Aaron Miller

Aaron Miller

Provo, UT

The Illusion of Moral Decline

The idea that the world is getting worse is a nearly universal human belief. But I’ve often found it strange to believe that people today are less moral than they were, say, 100 years ago. Pick the time period and people have always been a mix of good and evil.

A belief in moral decline probably happens because it’s easy to find evidence of (1) evil in our newsfeeds and (2) good in our memories, making us believe that people are worse than they used to be. This creative paper in Nature by Mastroianni and Gilbert explains the mechanism, and shows how this belief in moral decline contradicts how we see those who are close to us.

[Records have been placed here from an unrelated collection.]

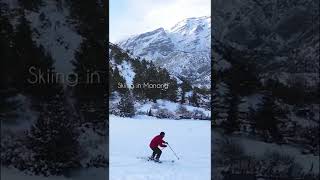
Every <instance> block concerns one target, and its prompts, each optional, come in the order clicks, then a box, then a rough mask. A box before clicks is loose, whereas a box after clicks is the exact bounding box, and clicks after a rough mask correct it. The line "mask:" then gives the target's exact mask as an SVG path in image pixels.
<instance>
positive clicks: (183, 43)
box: [118, 17, 211, 87]
mask: <svg viewBox="0 0 320 180" xmlns="http://www.w3.org/2000/svg"><path fill="white" fill-rule="evenodd" d="M210 43H211V17H199V18H188V19H185V20H183V21H181V22H178V23H177V24H176V25H175V26H173V27H172V28H171V29H168V30H165V29H163V28H159V29H156V30H154V31H150V32H146V33H143V34H140V35H136V36H133V37H131V38H129V39H127V40H124V41H121V42H119V43H118V44H119V46H120V47H121V48H123V49H125V50H128V51H130V52H131V53H132V54H133V55H134V56H138V57H141V58H144V59H146V60H148V61H153V62H154V63H155V64H157V65H159V66H161V67H164V68H166V69H168V70H169V71H170V72H171V73H172V74H173V75H175V76H177V77H180V76H182V77H184V78H187V79H189V80H191V82H193V84H194V85H197V86H204V87H210V76H211V73H210Z"/></svg>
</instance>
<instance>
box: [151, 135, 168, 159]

Anecdotal evidence indicates that people believe that morality is declining. In a series of studies using both archival and original data (n = 12,492,983), we show that people in at least 60 nations around the world believe that morality is declining, that they have believed this for at least 70 years and that they attribute this decline both to the decreasing morality of individuals as they age and to the decreasing morality of successive generations. Next, we show that people’s reports of the morality of their contemporaries have not declined over time, suggesting that the perception of moral decline is an illusion. Finally, we show how a simple mechanism based on two well-established psychological phenomena (biased exposure to information and biased memory for information) can produce an illusion of moral decline, and we report studies that confirm two of its predictions about the circumstances under which the perception of moral decline is attenuated, eliminated or reversed (that is, when respondents are asked about the morality of people they know well or people who lived before the respondent was born). Together, our studies show that the perception of moral decline is pervasive, perdurable, unfounded and easily produced. This illusion has implications for research on the misallocation of scarce resources, the underuse of social support and social influence.

The illusion of moral decline | Nature

What Wellness Doesn’t Fix

As popular as wellness is these days, it’s not going to fix the kinds of problems that do the most damage to people’s health. This article by Katherine Rowland focuses on the issue from the perspective of women, but it has a lot of insights for men, too.

According to one well-trafficked statistic, the social determinants of health – factors like air quality, domestic safety, community support and education access – account for as much as 80% of health outcomes. But these realities are neatly erased from most wellness marketing.

Magnets Can Disrupt Certain Moral Judgments

If you disrupt a part of the brain—the temporo-parietal junction—with magnets, people have a harder time discerning ill-intent in the actions of others. I don’t know why I hadn’t heard of this study until a few months ago (it’s now over a decade old), but it reveals how complex our minds are when making ethical judgments.

In both experiments, the researchers found that when the right TPJ was disrupted, subjects were more likely to judge failed attempts to harm as morally permissible. Therefore, the researchers believe that TMS interfered with subjects’ ability to interpret others’ intentions, forcing them to rely more on outcome information to make their judgments.

“It doesn’t completely reverse people’s moral judgments, it just biases them,” says Saxe.

The Slowness of Change

I loved this article by Rebecca Solnit, “Slow Change Can Be Radical Change”for how it nails the truth that most big change comes slowly. Sure, there are dramatic moments of change. But they mostly result from the hard work of change made by people toiling away for years beforehand.

And so people give up on change too easily, because they expect too much.

A common source of uninformed despair is when a too-brief effort doesn’t bring a desired result—one round of campaigning, one protest. Or when one loss becomes the basis for someone to decide winning is impossible and quitting—as if you tossed a coin once and decided it always comes up tails.

Also, this is a sparklingly smart passage:

Describing the slowness of change is often confused with acceptance of the status quo. It’s really the opposite: an argument that the status quo must be changed, and it will take steadfast commitment to see the job through. It’s not accepting defeat; it’s accepting the terms of possible victory. Distance runners pace themselves; activists and movements often need to do the same, and to learn from the timelines of earlier campaigns to change the world that have succeeded.